# do cats shiver?



## coaster (Dec 1, 2004)

can anyone tell me if cats shiver when they're cold?

I turn down the thermostat quite a ways at night, and I want to make sure they're warm enough. or is there another way to tell?

thanks,

Tim


----------



## emrldsky (Aug 31, 2004)

I would imagine so, but if the critters get chilly at night, they'll just snuggle up with their human heaters.


----------



## coaster (Dec 1, 2004)

my case is different. the cats sleep in their own room. they keep me awake if they have the run of the house. and even if they had access to the bedroom, I like to sleep completely under the covers, so they wouldn't get any heat from me. I've noticed cats, at least mine, won't sleep underneath covers. I have heating pads underneath their cat beds, but I still wonder if that's enough.

Tim


----------



## Kittys Mom (May 7, 2004)

How cold does it get?

I worry about the same thing. I keep my house quite cold (I love it), it gets down to 55 at night, 58 during the day, and 62 in the evening. That's why I invested in a $75 dollar heated bed for Kitty. She sleeps on it 24/7. But I still worry that she might be cold. One way to tell is to watch how they sleep. A streached (sp?) out kitty is warm/hot. A curled up kitty is keeping warm. I know that sometimes Kitty will do a full body streach and lay that way for a while cooling off before she cuddles back up. So I always figured she must be fine with the temperature.


----------



## coaster (Dec 1, 2004)

right now the thermostat is set 68 day / 60 night, but depending on my next utility bill, I might lower that to 58 night. your observation about the way they sleep is good...I was guessing same. they're all curled up into little balls at night, although Rocket usually sleeps during the day all sprawled out in any old position. I have the heating pads on medium. I can feel the warmth through the foam and fleece of the bed, but it's not hot. but the beds aren't enclosed, so it's only warm on the surface. I guess if yours are comfortable that cold, mine are probably all right.

thanks!!

Tim


----------



## Kittys Mom (May 7, 2004)

No problem. This is Kitty's heated bed:

http://www.drsfostersmith.com/product/p ... 2002&Nty=1

I really like it because it doesn't heat up if she's not on it, this is the info on it: 

"Dual thermostats regulate the temperature in this unique heated cat bed. The heater keeps the surface temperature of the bed approximately 12 to 15 degrees above ambient air temperature and warms to a comfortable 102 degrees when your cat lies on it. The cover is removable for washing which makes the bed usable all year round. The small and medium thermo beds run on 6 watts"
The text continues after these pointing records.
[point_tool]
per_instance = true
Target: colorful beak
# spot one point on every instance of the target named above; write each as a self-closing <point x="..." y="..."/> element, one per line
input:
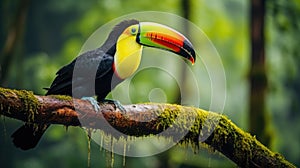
<point x="163" y="37"/>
I figure, I save money on the heat, Kitty has a place to be warm...it's a win win situation.


----------



## coaster (Dec 1, 2004)

sounds ideal. do they have a web site?

Tim


----------



## Kittys Mom (May 7, 2004)

I had to edit my message because I forgot the link.


----------



## MurphysMommy (Jan 13, 2005)

My kitty loves to sleep under the covers! Either with or without me, if she's cold or wants to hide, she'll snuggle right under. 
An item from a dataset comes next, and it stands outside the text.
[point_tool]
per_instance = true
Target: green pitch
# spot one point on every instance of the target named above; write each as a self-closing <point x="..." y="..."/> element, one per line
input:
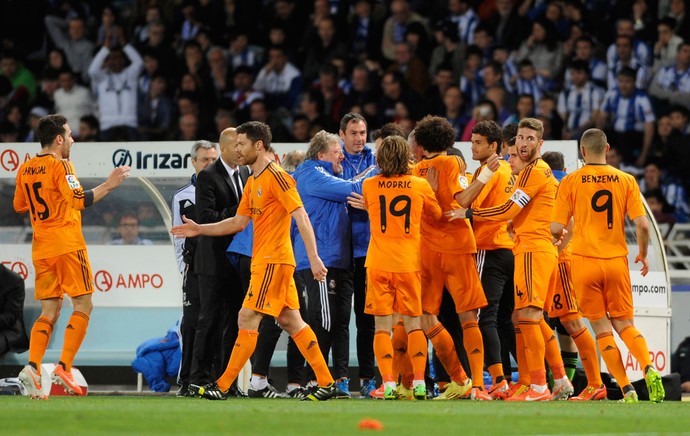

It's pretty funny to see the tiny lump in the middle of my queen size bed when she's under there by herself!


----------



## icklemiss21 (Aug 29, 2004)

Bumps is the worst for being cold - we can have the heat up to 70 and when you feel his ears they are freezing - he is under covers all the time. Its not worth buying a heated bed because he won't sleep anywhere but wrapped up beside me in bed or on my pillow during the day. (I have to put a 2nd pillow case on it in the day and take it off at night for the furball!).

Although if he doesn't stop taking up so much room on the bed - he will have to get used to sleeping in a different room - he actually push my bf out of bed last night :roll: 

I bought a cheap duvet that I have on the sofa for when I get chilly in the evenings (my bf likes a window open and it only being my 2nd winter in Canada, I am still not climatised to the evil cold) and Bumper sleeps in it during the day if i lock him out of the bedroom.


----------



## tigersmom (Sep 9, 2004)

I know that Tiger shivers sometimes after he's had a bath, so I know cats can shiver. But I also think he shivers when he's nervous (show and tell at school) so don't know if that would help. I guess if they're really cold you'll find them all balled up together!

Good luck!


----------



## coaster (Dec 1, 2004)

Yes, they do shiver after a bath, but seem to no matter how warm it is, so don't know if it's because they're cold, or because they're terrified, mortified, or furious :lol: :lol: :lol:


----------



## Celeste_Eden (Jan 18, 2005)

i wish i could turn the heat down in my appartment. but it's an old house and there's only one thermostat for the whole building and the neigbors have it, so i constantly wake up early because i'm sweating and overheated.


----------



## AddFran (Jul 10, 2004)

Celeste, we had an apartment once where the landlord controlled the heat and it was all radiator heat. It was SO hot. I eventually just started to crack the windows and it made a world of difference.


----------